君がくれた声を抱いて

「ASIALIVE 2005」のDVDに収録されているインタビューで、hydeはこんな風に語っていた。

「去年アメリカに行った時も、MCは全部、英語でしたんで…ちょっとねぇ、韓国に来たらやっぱ、韓国語で喋ってあげたいなって」

そうして彼らは韓国、中国と、日本語ではない言葉でのMCを行い、ASIALIVEを見事成功させた。

それから三年の時が経ち、迎えたTOUR 2008 L'7。海外各公演の地において、現地の言葉でのMCを行うというのは、ラルクにとって必然的な選択であったのだろう。

バリエーションを含めた中国語や韓国語、フランス語に疎い私がそれらの映像を見ても、hydeが何を喋っているのかは判らないし、彼のMCが現地の(あるいはそれらの言語を解することの出来る)人々の耳に、どう届いているかの判別もつかない。けれどネット上での反応を見る限り、ラルクのこの挑戦は歓迎されているようであり、そして彼らの紡ぐ言葉はきちんと伝わっているようである。

また、来場した現地Fanに対してのみならず、各国でのニュース映像等に、日本から来たミュージシャンがその国の言葉を喋っている姿を映せるというのは偉大なことであると思う。たとえ日々消費されるニュースの中の、興味のない人間には瞬時に忘れ去られてしまうような情報であっても、それは日本人、あるいは日本に対する諸外国からの評価を、決してマイナスにはさせないものだ(そのようなものが、一体この世の中にはどれ程あるのだろうか)。

「その国の言葉で喋ってあげたい」、こういった海外Fanへのアプローチの源流は、ラルクが実践し続けてきたスタイルの中に見て取れると思う。過去の数々のツアーにおいて(私がはっきりと認識しているのは98年の「ハートに火をつけろ!」からであるが)、日本各地で披露していた《ご当地ネタ》《方言MC》、現地の観客(あえて《Fan》とは書かない)とのコミュニケーションにおいて有用となるそんな手段を海外向けに応用してみると、自ずとそれは《現地語MC》になるのではないだろうか。
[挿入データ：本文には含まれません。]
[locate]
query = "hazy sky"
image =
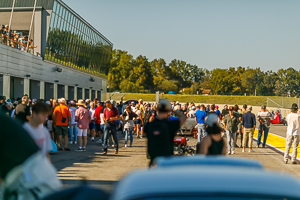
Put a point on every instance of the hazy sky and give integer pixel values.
(208, 33)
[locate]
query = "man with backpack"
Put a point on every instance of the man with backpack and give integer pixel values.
(161, 131)
(111, 115)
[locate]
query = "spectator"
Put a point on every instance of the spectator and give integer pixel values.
(83, 119)
(192, 112)
(264, 125)
(37, 131)
(23, 110)
(161, 132)
(73, 124)
(128, 116)
(248, 125)
(61, 119)
(200, 116)
(292, 134)
(225, 111)
(213, 144)
(92, 125)
(111, 115)
(230, 125)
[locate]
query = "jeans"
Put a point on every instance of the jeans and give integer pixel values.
(262, 128)
(201, 131)
(230, 141)
(289, 140)
(128, 131)
(73, 129)
(110, 127)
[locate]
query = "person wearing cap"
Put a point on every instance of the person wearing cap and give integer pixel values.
(161, 131)
(213, 144)
(292, 134)
(192, 112)
(231, 122)
(248, 126)
(73, 124)
(264, 118)
(83, 119)
(110, 116)
(61, 121)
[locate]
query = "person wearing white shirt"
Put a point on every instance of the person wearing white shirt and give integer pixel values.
(36, 130)
(292, 134)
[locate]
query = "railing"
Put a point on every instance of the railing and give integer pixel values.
(16, 45)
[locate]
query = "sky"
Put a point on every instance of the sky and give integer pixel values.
(207, 33)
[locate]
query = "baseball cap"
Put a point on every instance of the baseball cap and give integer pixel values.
(164, 105)
(294, 106)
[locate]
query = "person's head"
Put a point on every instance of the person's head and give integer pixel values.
(92, 105)
(249, 108)
(40, 112)
(231, 110)
(213, 124)
(164, 108)
(294, 108)
(25, 100)
(108, 104)
(128, 108)
(62, 101)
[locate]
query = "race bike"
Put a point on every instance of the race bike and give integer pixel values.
(181, 147)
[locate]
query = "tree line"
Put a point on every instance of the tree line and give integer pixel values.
(127, 74)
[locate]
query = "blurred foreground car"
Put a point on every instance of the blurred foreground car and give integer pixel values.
(207, 181)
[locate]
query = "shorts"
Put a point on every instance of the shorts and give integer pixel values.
(49, 125)
(92, 125)
(138, 122)
(62, 130)
(81, 132)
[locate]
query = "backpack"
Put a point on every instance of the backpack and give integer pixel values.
(160, 140)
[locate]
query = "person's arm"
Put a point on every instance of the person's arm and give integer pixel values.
(204, 145)
(182, 118)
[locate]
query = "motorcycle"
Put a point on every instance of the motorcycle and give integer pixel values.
(181, 147)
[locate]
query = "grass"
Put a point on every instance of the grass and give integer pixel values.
(218, 99)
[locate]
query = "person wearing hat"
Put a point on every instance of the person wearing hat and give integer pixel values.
(231, 122)
(110, 116)
(61, 120)
(213, 143)
(292, 134)
(264, 118)
(161, 131)
(192, 112)
(83, 119)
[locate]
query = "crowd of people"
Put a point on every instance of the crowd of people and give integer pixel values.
(15, 39)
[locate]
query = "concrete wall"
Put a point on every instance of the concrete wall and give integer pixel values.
(15, 63)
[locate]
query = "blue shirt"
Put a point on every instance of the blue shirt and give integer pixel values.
(200, 115)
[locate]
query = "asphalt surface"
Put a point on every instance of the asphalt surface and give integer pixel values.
(104, 171)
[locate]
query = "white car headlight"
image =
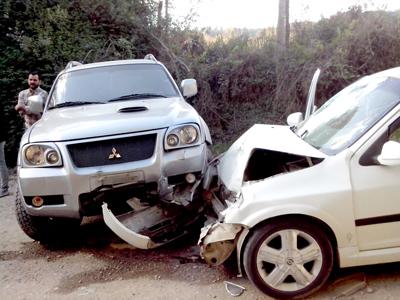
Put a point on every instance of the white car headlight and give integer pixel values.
(41, 155)
(182, 136)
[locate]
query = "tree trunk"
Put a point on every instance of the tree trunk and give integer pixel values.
(159, 16)
(282, 44)
(283, 29)
(166, 17)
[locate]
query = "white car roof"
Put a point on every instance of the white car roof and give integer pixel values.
(111, 63)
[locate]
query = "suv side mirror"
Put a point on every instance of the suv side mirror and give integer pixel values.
(189, 87)
(294, 118)
(35, 104)
(390, 155)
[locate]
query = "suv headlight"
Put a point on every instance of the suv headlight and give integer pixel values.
(41, 155)
(182, 136)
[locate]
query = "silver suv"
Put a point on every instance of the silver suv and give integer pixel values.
(118, 134)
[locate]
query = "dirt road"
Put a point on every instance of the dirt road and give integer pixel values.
(97, 265)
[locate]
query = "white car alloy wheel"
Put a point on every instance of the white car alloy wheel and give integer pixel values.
(284, 266)
(288, 258)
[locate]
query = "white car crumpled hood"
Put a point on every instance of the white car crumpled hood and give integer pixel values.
(95, 120)
(232, 164)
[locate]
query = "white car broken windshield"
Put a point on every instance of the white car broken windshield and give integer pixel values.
(344, 118)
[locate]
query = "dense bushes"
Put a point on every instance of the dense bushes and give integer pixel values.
(236, 70)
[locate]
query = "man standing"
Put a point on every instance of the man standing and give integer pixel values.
(34, 89)
(3, 166)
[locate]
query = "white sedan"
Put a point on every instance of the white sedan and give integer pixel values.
(294, 201)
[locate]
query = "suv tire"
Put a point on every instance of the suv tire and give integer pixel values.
(44, 229)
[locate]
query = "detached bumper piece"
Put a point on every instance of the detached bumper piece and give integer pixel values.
(149, 227)
(135, 239)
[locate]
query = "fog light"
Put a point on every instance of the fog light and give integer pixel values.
(37, 201)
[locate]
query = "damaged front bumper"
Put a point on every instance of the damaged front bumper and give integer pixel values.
(218, 240)
(135, 239)
(149, 225)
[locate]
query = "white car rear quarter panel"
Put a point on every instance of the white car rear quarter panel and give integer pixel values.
(322, 191)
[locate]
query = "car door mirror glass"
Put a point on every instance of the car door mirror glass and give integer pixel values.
(390, 154)
(294, 118)
(189, 87)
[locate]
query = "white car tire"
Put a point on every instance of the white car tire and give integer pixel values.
(288, 258)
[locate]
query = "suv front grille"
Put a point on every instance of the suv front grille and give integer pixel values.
(115, 151)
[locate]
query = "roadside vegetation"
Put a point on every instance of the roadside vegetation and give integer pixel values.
(236, 70)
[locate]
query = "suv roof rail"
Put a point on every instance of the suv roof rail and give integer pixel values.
(72, 63)
(150, 57)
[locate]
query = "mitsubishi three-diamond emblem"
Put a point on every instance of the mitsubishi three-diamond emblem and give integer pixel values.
(114, 154)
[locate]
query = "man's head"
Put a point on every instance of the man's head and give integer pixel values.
(33, 80)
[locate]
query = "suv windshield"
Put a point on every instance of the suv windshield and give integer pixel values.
(117, 83)
(344, 118)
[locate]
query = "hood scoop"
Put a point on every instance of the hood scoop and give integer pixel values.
(133, 109)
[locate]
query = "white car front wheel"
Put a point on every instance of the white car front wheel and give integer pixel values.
(288, 258)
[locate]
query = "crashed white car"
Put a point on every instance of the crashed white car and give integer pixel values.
(292, 202)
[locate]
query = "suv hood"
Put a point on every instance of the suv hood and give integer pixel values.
(232, 164)
(87, 121)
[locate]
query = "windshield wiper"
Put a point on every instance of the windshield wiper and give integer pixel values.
(136, 96)
(74, 103)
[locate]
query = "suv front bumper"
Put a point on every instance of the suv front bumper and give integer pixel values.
(70, 182)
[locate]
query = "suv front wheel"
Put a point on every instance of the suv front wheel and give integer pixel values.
(44, 229)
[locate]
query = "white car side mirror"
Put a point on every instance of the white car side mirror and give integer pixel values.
(189, 87)
(294, 118)
(390, 155)
(35, 104)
現地の言葉を使うということ、それは即ち「LIVEをするこの土地のことを知っている」というアピールであり、客席を埋めた人々に、ステージの上に立つメンバーがこちらに歩み寄って来てくれているのだと、そう感じさせられるものだろう。

YouTubeの各MC映像に寄せられた海外Fanのコメントを眺めていても、

「それぞれの国の言葉で話していることを尊敬するね」
「韓国語を話している時のhydeの口調がとても好き」
hydeが(いや、全員!)ドイツ語で喋るのを聞いてみたいわ」
「いつかポーランド語でも話してほしい!」

などといったように、訪れた土地のFanからは感謝と敬愛の念を、未踏の土地のFanからは輝かしい期待を寄せられている。彼らがこれまでに培ってきた、彼らなりの方法論で世界に対し、それが受け容れられ高い評価を得ているという事実。そんな飽くなき挑戦と大いなる成功の軌跡に思いを馳せると、改めてL'Arc〜en〜Cielというバンドの持つ力に気付かされる。